Google Research

Google AI Unveils VideoPoet: A Zero-Shot Video Generation Large Language Model

December 19, 2023 • 3 min read

Google AI has unveiled VideoPoet, a modeling method that can convert any autoregressive language model or large language model into a high-quality video generator. VideoPoet demonstrates state-of-the-art video generation, in particular in producing a wide range of large, interesting, and high-fidelity motions.

At its core, VideoPoet is a multitasker. From animating static images to editing videos for inpainting or outpainting, and even generating audio from video, its scope is vast. The model can take text, images, or videos as inputs, and its outputs span across text-to-video, image-to-video, and video-to-audio conversions, among others. This versatility positions VideoPoet as a comprehensive solution for various video generation tasks. A key advantage is that multiple capabilities are integrated within one model, eliminating the need for separate specialized components.

An overview of the VideoPoet model, which is capable of multitasking on a variety of video-centric inputs and outputs. The LLM can optionally take text as input to guide generation for text-to-video, image-to-video, stylization, and outpainting tasks.

What sets VideoPoet apart is its reliance on discrete tokens for video and audio representation, akin to how LLMs process language. By employing multiple tokenizers (MAGVIT V2 for video and image, SoundStream for audio), VideoPoet can encode and decode these modalities into a viewable format. This approach allows the model to extend its language processing prowess into video and audio, making it a robust tool for creators and technologists alike.
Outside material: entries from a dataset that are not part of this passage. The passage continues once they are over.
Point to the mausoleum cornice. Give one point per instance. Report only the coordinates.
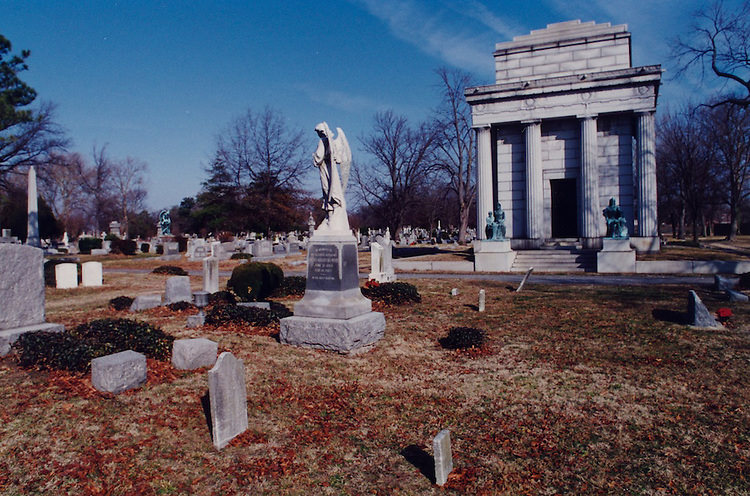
(623, 90)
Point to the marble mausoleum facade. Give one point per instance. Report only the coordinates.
(568, 125)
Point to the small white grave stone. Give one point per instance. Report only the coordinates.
(118, 372)
(211, 275)
(91, 274)
(228, 398)
(441, 448)
(177, 288)
(66, 276)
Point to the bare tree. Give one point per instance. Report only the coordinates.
(455, 143)
(403, 161)
(30, 142)
(128, 181)
(728, 128)
(260, 156)
(686, 158)
(98, 184)
(63, 190)
(720, 41)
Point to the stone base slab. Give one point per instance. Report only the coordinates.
(341, 335)
(493, 256)
(614, 262)
(333, 304)
(9, 336)
(644, 244)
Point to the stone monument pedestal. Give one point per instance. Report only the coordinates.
(333, 314)
(493, 256)
(616, 257)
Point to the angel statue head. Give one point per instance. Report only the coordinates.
(333, 158)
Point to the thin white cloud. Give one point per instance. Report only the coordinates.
(434, 30)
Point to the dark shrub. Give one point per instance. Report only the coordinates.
(463, 338)
(169, 270)
(181, 306)
(181, 243)
(392, 293)
(255, 281)
(121, 303)
(222, 298)
(292, 286)
(126, 334)
(74, 350)
(49, 270)
(53, 350)
(85, 245)
(228, 314)
(124, 246)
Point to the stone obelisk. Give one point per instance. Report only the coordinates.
(32, 229)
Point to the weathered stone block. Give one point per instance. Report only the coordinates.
(118, 372)
(190, 354)
(698, 314)
(91, 274)
(145, 301)
(228, 398)
(66, 276)
(441, 449)
(341, 335)
(21, 285)
(211, 275)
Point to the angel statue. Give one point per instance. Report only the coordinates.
(330, 152)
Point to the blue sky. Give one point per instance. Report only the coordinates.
(159, 80)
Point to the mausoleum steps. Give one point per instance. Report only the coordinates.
(557, 259)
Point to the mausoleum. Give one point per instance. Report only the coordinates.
(568, 124)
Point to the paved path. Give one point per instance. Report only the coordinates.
(535, 278)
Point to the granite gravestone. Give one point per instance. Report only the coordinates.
(228, 398)
(333, 314)
(177, 288)
(441, 448)
(21, 294)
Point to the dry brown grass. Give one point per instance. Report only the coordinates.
(581, 390)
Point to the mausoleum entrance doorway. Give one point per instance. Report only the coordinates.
(564, 196)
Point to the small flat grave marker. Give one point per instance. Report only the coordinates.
(441, 448)
(525, 278)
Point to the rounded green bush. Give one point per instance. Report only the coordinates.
(255, 281)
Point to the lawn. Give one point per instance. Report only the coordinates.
(579, 390)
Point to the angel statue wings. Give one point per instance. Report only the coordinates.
(333, 158)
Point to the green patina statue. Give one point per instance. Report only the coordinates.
(165, 223)
(617, 226)
(495, 228)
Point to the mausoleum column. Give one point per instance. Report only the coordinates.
(646, 158)
(534, 190)
(484, 178)
(590, 211)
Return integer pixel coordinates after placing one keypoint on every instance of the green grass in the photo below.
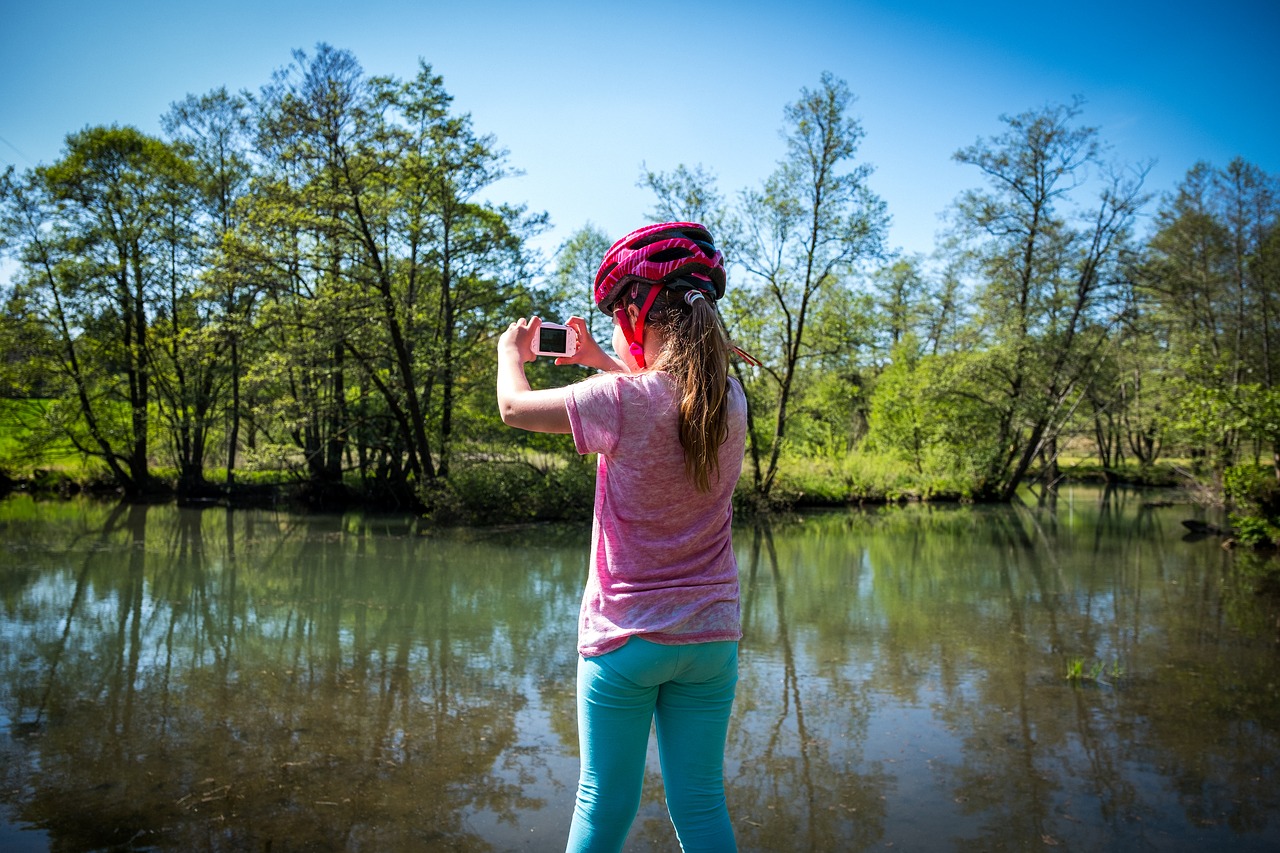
(24, 447)
(1078, 671)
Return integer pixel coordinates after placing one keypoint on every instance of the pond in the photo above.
(1080, 675)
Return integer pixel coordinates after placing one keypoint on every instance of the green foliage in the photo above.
(307, 282)
(1253, 492)
(513, 491)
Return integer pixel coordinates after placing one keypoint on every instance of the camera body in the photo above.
(556, 340)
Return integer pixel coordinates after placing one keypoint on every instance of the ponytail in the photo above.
(696, 355)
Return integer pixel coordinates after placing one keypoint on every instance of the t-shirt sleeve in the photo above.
(594, 414)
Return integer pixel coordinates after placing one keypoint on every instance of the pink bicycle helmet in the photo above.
(657, 254)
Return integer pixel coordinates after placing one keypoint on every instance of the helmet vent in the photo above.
(675, 252)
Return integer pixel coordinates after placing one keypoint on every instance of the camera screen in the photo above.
(552, 340)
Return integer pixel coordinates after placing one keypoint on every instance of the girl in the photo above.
(659, 623)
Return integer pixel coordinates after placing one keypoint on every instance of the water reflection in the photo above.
(219, 682)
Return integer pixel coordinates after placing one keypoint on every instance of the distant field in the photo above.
(19, 423)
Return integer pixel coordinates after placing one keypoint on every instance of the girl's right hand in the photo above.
(589, 352)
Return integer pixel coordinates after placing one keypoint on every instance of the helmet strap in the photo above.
(635, 337)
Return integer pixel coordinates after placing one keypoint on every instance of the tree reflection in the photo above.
(320, 699)
(237, 680)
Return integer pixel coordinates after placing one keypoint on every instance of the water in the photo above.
(183, 680)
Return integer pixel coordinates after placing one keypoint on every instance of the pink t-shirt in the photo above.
(662, 557)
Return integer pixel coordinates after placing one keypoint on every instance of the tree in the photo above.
(1047, 273)
(570, 290)
(94, 231)
(213, 131)
(1212, 276)
(799, 238)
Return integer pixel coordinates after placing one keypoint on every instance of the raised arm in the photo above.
(539, 411)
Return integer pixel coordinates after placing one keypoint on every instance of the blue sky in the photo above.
(583, 94)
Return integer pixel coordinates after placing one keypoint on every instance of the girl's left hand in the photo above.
(519, 338)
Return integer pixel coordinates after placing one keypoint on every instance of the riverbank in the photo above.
(506, 491)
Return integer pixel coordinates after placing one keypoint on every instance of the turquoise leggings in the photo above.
(688, 692)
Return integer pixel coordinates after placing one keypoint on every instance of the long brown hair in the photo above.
(696, 354)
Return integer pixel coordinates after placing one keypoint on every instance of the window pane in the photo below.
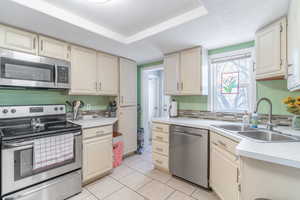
(232, 85)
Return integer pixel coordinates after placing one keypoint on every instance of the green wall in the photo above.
(34, 96)
(275, 90)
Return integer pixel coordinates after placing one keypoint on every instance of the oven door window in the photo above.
(29, 71)
(23, 164)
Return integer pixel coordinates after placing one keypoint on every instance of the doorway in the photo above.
(154, 102)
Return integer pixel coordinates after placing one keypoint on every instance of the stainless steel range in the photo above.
(41, 153)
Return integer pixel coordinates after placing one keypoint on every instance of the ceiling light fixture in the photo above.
(99, 1)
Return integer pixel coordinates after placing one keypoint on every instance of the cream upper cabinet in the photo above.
(83, 71)
(186, 73)
(108, 74)
(53, 48)
(97, 156)
(128, 82)
(15, 39)
(128, 127)
(271, 51)
(171, 70)
(224, 170)
(294, 45)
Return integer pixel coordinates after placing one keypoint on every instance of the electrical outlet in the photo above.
(88, 106)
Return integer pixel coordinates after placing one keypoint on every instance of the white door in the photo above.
(128, 82)
(18, 40)
(128, 127)
(108, 74)
(223, 174)
(190, 71)
(53, 48)
(268, 44)
(97, 156)
(171, 70)
(83, 71)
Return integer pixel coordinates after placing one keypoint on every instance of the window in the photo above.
(232, 82)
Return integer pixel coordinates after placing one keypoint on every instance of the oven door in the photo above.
(14, 72)
(17, 165)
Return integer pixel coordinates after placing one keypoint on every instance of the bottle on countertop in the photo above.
(246, 120)
(254, 120)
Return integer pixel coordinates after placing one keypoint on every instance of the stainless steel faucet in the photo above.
(269, 124)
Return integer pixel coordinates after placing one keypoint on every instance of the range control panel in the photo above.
(31, 111)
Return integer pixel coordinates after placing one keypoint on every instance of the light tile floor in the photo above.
(137, 179)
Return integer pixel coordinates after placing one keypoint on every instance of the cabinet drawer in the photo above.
(92, 132)
(160, 161)
(160, 127)
(160, 137)
(161, 148)
(224, 143)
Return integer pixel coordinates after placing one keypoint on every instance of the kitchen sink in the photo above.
(268, 136)
(235, 128)
(260, 135)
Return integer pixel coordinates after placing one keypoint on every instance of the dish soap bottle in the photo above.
(254, 120)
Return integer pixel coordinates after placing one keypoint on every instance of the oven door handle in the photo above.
(29, 143)
(15, 145)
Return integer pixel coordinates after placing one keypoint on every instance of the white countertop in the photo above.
(95, 122)
(285, 153)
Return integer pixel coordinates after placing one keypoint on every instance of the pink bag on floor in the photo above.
(118, 154)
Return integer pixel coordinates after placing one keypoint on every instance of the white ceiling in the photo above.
(227, 22)
(127, 17)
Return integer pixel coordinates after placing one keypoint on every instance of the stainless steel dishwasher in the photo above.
(189, 154)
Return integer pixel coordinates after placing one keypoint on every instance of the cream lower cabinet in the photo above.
(97, 152)
(83, 71)
(54, 48)
(224, 167)
(15, 39)
(128, 127)
(160, 146)
(271, 51)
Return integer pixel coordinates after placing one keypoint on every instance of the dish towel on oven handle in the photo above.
(52, 150)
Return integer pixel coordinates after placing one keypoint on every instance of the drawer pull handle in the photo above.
(159, 149)
(158, 161)
(159, 138)
(222, 143)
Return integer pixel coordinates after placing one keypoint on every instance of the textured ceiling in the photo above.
(227, 22)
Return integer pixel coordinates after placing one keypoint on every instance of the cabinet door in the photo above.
(223, 174)
(128, 127)
(270, 51)
(294, 45)
(190, 71)
(53, 48)
(18, 40)
(83, 71)
(171, 71)
(108, 74)
(97, 156)
(128, 82)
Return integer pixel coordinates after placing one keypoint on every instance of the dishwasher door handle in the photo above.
(187, 134)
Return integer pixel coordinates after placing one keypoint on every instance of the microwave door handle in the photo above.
(56, 76)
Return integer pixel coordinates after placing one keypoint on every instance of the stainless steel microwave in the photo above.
(25, 70)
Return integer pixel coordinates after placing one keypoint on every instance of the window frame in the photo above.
(252, 94)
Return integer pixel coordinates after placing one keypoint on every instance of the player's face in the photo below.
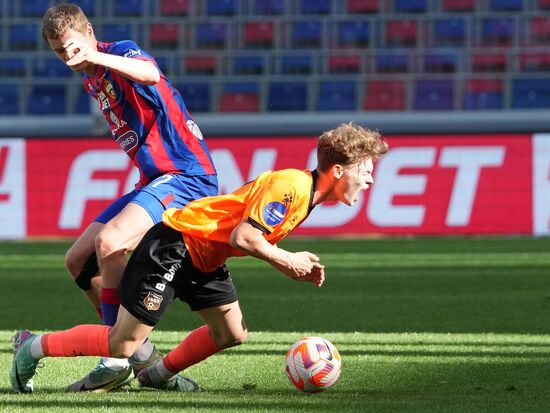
(63, 48)
(355, 178)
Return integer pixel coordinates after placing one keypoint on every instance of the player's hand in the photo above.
(79, 55)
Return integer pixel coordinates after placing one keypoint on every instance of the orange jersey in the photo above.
(275, 202)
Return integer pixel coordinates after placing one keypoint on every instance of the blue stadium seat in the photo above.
(9, 99)
(410, 6)
(287, 96)
(506, 5)
(354, 33)
(316, 6)
(433, 95)
(336, 96)
(392, 63)
(50, 67)
(23, 36)
(248, 65)
(12, 67)
(117, 31)
(211, 35)
(497, 31)
(449, 32)
(46, 100)
(196, 96)
(34, 8)
(530, 93)
(297, 65)
(306, 34)
(269, 7)
(221, 8)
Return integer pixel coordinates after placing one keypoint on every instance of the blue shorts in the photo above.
(167, 191)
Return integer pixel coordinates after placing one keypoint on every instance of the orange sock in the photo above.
(82, 340)
(197, 346)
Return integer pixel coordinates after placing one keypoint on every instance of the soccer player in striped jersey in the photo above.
(148, 119)
(184, 257)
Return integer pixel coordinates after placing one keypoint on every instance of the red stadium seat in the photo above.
(363, 6)
(385, 95)
(259, 35)
(458, 5)
(401, 33)
(489, 63)
(174, 7)
(164, 36)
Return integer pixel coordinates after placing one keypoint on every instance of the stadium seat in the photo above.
(506, 5)
(385, 95)
(46, 100)
(33, 8)
(433, 95)
(248, 65)
(239, 97)
(353, 33)
(221, 7)
(211, 36)
(535, 62)
(174, 7)
(449, 32)
(530, 93)
(336, 96)
(489, 63)
(343, 64)
(164, 36)
(539, 31)
(259, 35)
(23, 37)
(441, 63)
(315, 6)
(196, 96)
(12, 67)
(410, 6)
(401, 33)
(483, 94)
(297, 64)
(363, 6)
(392, 63)
(269, 7)
(458, 5)
(200, 65)
(130, 8)
(50, 67)
(287, 96)
(117, 31)
(9, 99)
(497, 31)
(307, 34)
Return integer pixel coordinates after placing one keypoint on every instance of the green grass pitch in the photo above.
(423, 325)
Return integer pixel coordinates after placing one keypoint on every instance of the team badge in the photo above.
(274, 213)
(152, 301)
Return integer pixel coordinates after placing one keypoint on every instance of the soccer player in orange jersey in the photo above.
(184, 256)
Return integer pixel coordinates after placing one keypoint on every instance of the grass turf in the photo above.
(423, 325)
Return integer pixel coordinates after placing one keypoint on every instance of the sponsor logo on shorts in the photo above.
(152, 301)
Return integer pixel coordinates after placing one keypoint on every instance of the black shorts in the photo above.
(160, 270)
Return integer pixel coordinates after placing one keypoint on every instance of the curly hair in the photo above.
(58, 19)
(347, 145)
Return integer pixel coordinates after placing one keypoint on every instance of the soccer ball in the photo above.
(313, 364)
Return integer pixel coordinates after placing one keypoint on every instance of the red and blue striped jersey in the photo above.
(150, 123)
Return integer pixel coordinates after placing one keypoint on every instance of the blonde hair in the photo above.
(58, 19)
(348, 144)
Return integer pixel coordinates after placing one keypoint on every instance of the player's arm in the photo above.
(300, 266)
(136, 70)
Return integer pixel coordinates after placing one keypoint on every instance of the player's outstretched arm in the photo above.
(300, 266)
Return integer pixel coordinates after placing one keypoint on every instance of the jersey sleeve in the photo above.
(269, 206)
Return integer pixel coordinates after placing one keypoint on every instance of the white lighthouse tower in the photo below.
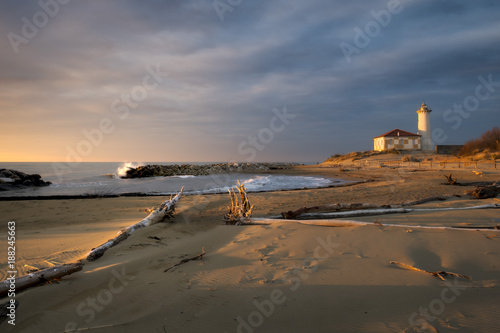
(424, 127)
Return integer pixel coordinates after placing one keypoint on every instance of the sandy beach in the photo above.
(285, 277)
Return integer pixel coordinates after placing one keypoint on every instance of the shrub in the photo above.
(488, 140)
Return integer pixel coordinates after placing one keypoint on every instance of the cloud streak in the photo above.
(224, 78)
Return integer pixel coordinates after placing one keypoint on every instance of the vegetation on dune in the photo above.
(489, 140)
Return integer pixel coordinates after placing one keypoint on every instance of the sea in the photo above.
(103, 178)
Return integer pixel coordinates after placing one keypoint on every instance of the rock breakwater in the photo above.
(13, 179)
(155, 170)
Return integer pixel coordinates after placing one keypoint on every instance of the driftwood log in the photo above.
(240, 210)
(484, 192)
(440, 274)
(40, 277)
(362, 209)
(451, 180)
(183, 261)
(352, 223)
(157, 215)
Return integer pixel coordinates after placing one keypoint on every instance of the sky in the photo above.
(240, 80)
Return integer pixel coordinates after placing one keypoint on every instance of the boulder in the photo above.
(13, 179)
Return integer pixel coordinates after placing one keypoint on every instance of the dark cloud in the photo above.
(225, 77)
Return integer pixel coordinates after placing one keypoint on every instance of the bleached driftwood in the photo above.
(392, 208)
(240, 210)
(353, 223)
(156, 216)
(440, 274)
(39, 277)
(451, 180)
(384, 211)
(333, 207)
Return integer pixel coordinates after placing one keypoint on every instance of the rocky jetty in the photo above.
(156, 170)
(13, 179)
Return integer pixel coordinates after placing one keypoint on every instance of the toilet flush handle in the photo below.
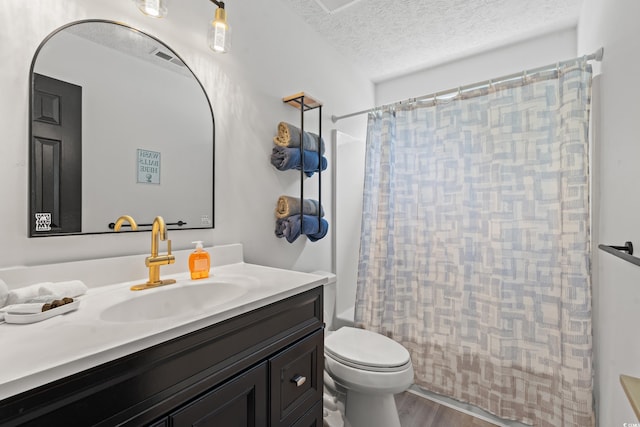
(299, 380)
*Videos generated by VideoPoet from various text prompts. For specific text prompts refer to* the website.

VideoPoet's capability to generate videos with diverse motions and styles, tailored to specific text inputs, showcases its advanced understanding of both content and context. Whether it's animating a painting or generating a video clip from a descriptive text, the model demonstrates a remarkable ability to maintain the integrity and appearance of objects, even over long durations. Google notes that the model supports generating videos in square orientation, or portrait to tailor generations towards short-form content, as well as supporting audio generation from a video input.

*An example of image-to-video with text prompts to guide the motion. Each video is paired with an image to its left.* **Left***: “A ship navigating the rough seas, thunderstorm and lightning, animated oil on canvas”.* **Middle***: “Flying through a nebula with many twinkling stars”.* **Right***: “A wanderer on a cliff with a cane looking down at the swirling sea fog below on a windy day”.*

A notable feature of VideoPoet is its interactive video editing capability. Users can guide the model to modify motions or actions within a video, offering a high degree of creative control. The model can also accurately respond to camera motion commands, further enhancing its utility in creating dynamic and visually compelling content. Additionally, VideoPoet can also generate plausible audio for generated video without any guidance, demonstrating its excellent multimodal understanding.

By default, VideoPoet outputs 2-second videos. However, given a 1-second video clip, it can predict 1 second of video output. This process can be repeated indefinitely to produce a video of any duration.

While their output still lags considerably behind tools from Runway and Pika, VideoPoet highlights important progress that Google is making in AI-based video generation and editing.